On the one hand, I can appreciate how it would be a decent act to keep the real girlfriends of one's past out of the glare of the public eye. If you were writing an autobiography for the purpose of presenting yourself as a public figure, with the intent of trying to push yourself off in politics, it might be kind to leave real names out -- especially when you were talking about sensitive matters of the heart.
On the other hand, a "composite"? Could you make a composite of two or three people you cared about deeply? Wouldn't it rather be the case that you can't help but see such people as the individuals that they are?
Consider the letter making the rounds today:
“Remember how I said there’s a certain kind of conservatism which I respect more than bourgeois liberalism — [T.S.] Eliot is of this type,” Obama wrote in one letter to McNear. “Of course, the dichotomy he maintains is reactionary, but it’s due to a deep fatalism, not ignorance. And this fatalism is born out of the relation between fertility and death, which I touched on in my last letter — life feeds on itself. A fatalism I share with the western tradition at times. You seem surprised at Eliot’s irreconcilable ambivalence; don’t you share this ambivalence yourself, Alex?”This indicates that the speaker thinks of himself as outside "the western tradition," which ought to be problematic enough for the President's defenders. What strikes me, though, is the way that the literary figures are completely interwoven with the thoughts. This is common among people who have spent their lives immersed in literature.

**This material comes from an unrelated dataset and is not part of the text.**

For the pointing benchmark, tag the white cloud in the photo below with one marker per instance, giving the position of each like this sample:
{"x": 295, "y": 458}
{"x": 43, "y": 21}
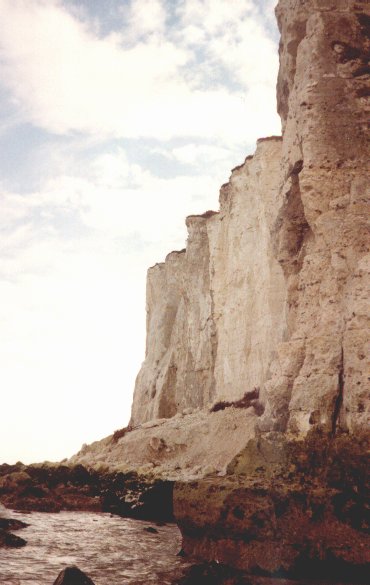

I cannot recall ever hearing the President speak this way, though. He's given a lot of speeches, but literary references are rare within them, and essentially absent from his off-the-cuff remarks.
Now it could be that the private, girlfriend-seeking Barack Obama is just a very different man from the public speaker; apparently Nixon was that way (as Cassandra recently pointed out). Still, Nixon was also a lot less public as a public figure: the times allowed a President to be different in private than in public in a way that they don't seem to do now.
So it strikes me as odd. Either the literature is deeply embedded in the thought process, or it is not. I've seen no evidence of it outside the book. What to make of that?